[Date Prev][Date Next][Thread Prev][Thread Next][Date Index][Thread Index]

pragmas [Was: Re: another take on hackers and painters]

Good to know ;-)

I think much of the prejudice against perl has to do with people (like me)
who only used it way back when there weren't a lot of the current options.

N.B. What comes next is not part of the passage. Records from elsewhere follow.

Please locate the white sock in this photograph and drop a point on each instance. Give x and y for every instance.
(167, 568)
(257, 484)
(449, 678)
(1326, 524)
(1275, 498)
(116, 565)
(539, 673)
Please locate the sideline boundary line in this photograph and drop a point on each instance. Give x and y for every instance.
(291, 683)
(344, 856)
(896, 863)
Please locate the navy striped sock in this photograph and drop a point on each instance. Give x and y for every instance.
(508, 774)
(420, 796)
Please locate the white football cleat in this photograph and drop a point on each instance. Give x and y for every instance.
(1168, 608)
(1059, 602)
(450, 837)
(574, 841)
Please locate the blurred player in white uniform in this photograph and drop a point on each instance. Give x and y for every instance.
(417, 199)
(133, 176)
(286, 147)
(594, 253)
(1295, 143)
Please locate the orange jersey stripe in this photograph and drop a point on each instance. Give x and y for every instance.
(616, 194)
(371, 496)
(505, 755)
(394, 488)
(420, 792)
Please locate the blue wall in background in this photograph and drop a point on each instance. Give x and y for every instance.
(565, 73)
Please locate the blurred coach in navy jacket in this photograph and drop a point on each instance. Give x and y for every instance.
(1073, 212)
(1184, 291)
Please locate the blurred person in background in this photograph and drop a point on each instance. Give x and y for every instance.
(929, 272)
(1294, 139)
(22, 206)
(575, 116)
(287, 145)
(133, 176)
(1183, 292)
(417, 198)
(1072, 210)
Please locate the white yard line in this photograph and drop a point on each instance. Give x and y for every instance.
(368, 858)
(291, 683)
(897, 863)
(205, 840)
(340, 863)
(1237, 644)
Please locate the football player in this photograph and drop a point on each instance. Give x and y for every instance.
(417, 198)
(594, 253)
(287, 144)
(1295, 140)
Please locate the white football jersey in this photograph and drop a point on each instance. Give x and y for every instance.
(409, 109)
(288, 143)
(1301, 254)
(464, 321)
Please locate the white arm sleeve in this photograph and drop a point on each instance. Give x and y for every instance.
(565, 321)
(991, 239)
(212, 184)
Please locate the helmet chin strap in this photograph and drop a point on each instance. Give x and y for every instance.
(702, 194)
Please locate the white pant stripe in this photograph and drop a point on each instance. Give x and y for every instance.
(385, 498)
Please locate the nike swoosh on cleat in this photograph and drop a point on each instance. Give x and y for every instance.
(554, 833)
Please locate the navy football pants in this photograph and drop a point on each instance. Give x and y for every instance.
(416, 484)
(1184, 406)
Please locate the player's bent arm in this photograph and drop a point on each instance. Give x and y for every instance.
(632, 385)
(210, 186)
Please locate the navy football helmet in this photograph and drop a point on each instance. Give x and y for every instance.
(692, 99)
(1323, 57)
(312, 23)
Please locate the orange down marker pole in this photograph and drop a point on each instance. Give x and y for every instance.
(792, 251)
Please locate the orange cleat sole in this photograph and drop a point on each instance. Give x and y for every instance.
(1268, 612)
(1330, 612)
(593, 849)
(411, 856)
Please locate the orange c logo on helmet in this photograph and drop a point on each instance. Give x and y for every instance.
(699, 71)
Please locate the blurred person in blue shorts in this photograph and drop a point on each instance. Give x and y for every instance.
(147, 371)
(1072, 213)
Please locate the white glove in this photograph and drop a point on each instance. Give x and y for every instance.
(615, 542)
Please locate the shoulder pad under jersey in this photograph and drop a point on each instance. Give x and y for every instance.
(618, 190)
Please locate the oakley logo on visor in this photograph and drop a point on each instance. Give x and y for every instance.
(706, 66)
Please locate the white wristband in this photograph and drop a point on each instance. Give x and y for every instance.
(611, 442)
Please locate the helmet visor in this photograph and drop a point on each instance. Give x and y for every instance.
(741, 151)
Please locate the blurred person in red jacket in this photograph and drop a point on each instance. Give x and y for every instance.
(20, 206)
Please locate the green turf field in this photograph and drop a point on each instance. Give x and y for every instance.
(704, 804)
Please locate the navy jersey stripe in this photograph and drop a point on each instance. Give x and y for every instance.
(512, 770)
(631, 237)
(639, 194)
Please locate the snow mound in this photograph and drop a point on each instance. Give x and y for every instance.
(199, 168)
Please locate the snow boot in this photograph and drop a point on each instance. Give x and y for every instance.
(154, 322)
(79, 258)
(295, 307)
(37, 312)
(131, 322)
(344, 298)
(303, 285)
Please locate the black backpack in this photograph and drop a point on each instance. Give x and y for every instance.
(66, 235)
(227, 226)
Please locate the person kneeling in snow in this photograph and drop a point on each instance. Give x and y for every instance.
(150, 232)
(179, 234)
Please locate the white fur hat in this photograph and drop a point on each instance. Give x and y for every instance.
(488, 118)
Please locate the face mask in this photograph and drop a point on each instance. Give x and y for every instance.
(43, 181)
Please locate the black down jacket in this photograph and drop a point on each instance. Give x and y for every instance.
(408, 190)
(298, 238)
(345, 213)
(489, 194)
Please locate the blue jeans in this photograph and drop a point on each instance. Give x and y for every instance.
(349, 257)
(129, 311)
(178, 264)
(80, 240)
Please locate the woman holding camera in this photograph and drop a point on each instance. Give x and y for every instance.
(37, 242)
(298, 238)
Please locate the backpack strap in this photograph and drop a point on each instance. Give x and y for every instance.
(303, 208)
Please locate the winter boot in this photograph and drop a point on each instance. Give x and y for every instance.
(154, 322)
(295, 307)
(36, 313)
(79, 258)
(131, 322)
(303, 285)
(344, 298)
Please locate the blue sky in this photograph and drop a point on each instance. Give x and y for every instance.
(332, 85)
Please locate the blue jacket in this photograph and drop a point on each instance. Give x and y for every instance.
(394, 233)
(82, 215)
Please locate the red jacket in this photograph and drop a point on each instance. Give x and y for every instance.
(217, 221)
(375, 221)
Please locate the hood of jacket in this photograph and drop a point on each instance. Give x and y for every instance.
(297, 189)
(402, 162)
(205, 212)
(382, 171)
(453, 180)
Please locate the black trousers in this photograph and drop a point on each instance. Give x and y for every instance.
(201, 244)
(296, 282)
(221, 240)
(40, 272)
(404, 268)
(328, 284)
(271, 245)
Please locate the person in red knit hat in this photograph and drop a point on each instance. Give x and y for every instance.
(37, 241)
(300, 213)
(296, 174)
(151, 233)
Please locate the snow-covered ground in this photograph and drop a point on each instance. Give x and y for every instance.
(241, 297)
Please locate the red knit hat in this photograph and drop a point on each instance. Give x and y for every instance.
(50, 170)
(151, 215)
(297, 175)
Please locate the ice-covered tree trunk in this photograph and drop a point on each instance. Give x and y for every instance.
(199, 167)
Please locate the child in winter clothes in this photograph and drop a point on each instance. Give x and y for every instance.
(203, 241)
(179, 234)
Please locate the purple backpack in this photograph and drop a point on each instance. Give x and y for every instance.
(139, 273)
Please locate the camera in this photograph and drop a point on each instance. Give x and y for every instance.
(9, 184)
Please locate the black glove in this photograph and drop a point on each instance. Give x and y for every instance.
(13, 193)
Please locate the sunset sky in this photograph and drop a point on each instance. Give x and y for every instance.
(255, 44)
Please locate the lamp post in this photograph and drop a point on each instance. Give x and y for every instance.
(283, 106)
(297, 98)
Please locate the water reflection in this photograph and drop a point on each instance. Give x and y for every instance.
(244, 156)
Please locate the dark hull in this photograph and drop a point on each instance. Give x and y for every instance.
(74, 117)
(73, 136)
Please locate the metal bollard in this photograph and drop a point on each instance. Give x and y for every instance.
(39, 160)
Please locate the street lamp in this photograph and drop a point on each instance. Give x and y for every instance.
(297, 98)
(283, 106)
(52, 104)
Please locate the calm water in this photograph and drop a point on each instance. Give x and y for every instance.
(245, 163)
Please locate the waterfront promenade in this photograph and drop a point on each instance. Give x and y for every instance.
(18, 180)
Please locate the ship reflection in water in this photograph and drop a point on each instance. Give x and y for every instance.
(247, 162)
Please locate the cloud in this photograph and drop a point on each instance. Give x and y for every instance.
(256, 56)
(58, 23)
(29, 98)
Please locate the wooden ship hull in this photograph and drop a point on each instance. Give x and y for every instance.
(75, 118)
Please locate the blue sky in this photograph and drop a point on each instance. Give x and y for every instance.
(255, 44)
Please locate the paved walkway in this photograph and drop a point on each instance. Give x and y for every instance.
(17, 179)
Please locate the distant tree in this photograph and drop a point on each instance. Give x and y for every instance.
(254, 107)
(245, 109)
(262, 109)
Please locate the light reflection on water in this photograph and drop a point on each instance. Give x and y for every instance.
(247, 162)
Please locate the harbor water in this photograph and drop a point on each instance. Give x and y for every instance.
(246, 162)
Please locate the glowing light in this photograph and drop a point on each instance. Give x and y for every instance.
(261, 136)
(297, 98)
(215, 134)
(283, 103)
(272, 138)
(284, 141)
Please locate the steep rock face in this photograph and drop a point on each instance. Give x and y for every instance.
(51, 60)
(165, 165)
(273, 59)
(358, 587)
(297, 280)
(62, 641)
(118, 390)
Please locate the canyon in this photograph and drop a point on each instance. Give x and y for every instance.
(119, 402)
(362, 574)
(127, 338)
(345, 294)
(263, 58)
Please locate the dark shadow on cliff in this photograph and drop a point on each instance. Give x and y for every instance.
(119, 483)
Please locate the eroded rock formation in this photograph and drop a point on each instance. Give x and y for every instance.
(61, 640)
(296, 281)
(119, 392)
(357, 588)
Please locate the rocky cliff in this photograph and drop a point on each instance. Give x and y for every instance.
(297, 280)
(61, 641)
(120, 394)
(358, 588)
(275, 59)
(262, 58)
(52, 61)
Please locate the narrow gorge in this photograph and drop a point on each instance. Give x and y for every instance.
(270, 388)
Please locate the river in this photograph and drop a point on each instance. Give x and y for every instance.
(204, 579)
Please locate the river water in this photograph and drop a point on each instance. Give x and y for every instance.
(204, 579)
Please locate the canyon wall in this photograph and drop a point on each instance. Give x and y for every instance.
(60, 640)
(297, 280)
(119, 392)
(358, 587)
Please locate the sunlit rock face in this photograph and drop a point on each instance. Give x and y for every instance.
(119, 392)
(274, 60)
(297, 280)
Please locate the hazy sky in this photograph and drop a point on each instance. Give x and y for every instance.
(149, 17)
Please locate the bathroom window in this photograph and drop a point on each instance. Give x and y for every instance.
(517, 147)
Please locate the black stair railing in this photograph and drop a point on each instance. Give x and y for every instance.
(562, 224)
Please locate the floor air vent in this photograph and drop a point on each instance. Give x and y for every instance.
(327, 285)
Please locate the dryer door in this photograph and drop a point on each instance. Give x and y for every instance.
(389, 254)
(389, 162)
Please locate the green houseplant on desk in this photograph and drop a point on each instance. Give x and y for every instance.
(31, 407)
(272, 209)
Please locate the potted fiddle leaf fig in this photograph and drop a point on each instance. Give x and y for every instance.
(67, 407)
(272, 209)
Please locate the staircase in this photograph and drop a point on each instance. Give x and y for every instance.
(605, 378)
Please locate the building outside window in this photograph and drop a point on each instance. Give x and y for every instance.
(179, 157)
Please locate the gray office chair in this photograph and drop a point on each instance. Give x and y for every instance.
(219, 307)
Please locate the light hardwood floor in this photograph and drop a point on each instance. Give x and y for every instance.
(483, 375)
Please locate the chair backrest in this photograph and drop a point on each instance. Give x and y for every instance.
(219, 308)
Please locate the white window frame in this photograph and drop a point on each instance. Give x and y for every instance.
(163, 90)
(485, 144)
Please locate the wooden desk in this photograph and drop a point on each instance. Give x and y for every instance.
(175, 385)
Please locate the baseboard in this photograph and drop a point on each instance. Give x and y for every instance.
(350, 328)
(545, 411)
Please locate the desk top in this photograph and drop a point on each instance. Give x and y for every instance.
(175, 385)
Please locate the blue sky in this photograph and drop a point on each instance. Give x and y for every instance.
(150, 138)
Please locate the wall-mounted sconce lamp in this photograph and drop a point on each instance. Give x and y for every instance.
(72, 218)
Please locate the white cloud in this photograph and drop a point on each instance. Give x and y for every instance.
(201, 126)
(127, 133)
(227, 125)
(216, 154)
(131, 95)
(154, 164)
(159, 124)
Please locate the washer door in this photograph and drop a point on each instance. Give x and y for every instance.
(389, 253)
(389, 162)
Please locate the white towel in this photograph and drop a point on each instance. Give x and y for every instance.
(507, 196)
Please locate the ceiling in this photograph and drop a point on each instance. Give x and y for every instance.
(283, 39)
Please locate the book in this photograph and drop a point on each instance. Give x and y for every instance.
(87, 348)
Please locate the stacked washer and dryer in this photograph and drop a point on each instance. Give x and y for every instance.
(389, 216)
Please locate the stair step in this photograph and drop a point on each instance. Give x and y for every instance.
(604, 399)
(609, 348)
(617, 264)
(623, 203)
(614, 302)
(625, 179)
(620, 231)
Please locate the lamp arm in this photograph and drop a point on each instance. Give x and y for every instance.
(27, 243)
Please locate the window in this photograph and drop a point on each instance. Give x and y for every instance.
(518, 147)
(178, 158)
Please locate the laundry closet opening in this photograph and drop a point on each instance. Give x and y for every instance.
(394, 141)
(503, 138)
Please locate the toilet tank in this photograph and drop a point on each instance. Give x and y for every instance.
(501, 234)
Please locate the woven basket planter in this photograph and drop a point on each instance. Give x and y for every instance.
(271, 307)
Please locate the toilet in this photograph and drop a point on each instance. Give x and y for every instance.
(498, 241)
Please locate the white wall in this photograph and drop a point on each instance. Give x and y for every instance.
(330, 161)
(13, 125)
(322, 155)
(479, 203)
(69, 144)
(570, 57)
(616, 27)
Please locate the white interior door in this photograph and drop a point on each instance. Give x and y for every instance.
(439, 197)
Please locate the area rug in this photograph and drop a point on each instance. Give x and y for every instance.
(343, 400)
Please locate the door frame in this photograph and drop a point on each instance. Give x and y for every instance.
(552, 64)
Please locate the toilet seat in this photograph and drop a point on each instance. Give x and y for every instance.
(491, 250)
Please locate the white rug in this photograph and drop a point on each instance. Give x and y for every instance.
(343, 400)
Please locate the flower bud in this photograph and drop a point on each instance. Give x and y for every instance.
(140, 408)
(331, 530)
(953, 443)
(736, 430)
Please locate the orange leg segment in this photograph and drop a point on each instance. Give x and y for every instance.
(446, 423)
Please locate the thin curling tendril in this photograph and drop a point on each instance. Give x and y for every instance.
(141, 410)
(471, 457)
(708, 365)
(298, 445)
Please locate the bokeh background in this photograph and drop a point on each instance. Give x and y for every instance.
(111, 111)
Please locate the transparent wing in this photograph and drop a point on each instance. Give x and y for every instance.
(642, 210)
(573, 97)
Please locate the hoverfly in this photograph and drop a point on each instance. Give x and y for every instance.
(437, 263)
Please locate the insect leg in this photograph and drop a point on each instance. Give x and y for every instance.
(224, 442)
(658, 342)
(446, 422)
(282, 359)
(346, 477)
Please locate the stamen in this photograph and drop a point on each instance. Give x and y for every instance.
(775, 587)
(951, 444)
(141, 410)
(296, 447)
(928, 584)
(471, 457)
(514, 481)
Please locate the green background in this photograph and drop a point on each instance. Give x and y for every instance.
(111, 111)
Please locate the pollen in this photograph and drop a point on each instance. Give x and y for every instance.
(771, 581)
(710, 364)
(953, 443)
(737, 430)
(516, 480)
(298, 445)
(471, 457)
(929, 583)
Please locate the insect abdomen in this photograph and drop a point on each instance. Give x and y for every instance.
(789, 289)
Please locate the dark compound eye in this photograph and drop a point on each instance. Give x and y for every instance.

Perl seems to win the prize as the language with the most pragmas, by which
I mean language-altering special statements (maybe there is a better word
for this).  You got yer "use strict", "use warnings", etc. etc.
How do people feel about this feature in general?  I personally
like the idea of pragmas if there is no other way to get the same
flexibility, although I would probably have set the defaults differently
than perl's are set ;-)


> From: Piers Cawley <pdcawley@bofh.org.uk>
> Date: Fri, 23 May 2003 20:43:52 +0100
> Michael Vanier <mvanier@cs.caltech.edu> writes:
> >> Date: Thu, 22 May 2003 14:12:35 -0700
> >> From: Paul Prescod <paul@prescod.net>
> >> 
> >> I think that the real problem reported by (ex-) Perl users is that Perl 
> >> sometimes sees string values that do not have reasonable integer 
> >> representations and rather than telling you that it just guesses that 
> >> you meant for the value to be 0. Often that will mask error conditions 
> >> (not just potential logic bugs, but errors that have been triggered). I 
> >> have a hard time believing that this is the behaviour you want often 
> >> enough for it to be the default. For the rare cases where you want 
> >> "convert the number if it is a number otherwise give me 0" I'd rather 
> >> say so explicitly. 0 is not necessarily the best fallback value anyhow.
> >> 
> >
> > It seems to me that the Right Thing, given that you want string->number
> > autoconversion, is to try to do the conversion and raise an exception if
> > the string cannot be reasonably converted to a number.  Why doesn't perl do
> > that?  
>   use warnings FATAL => 'numeric';
> There you go, job done for the current lexical scope.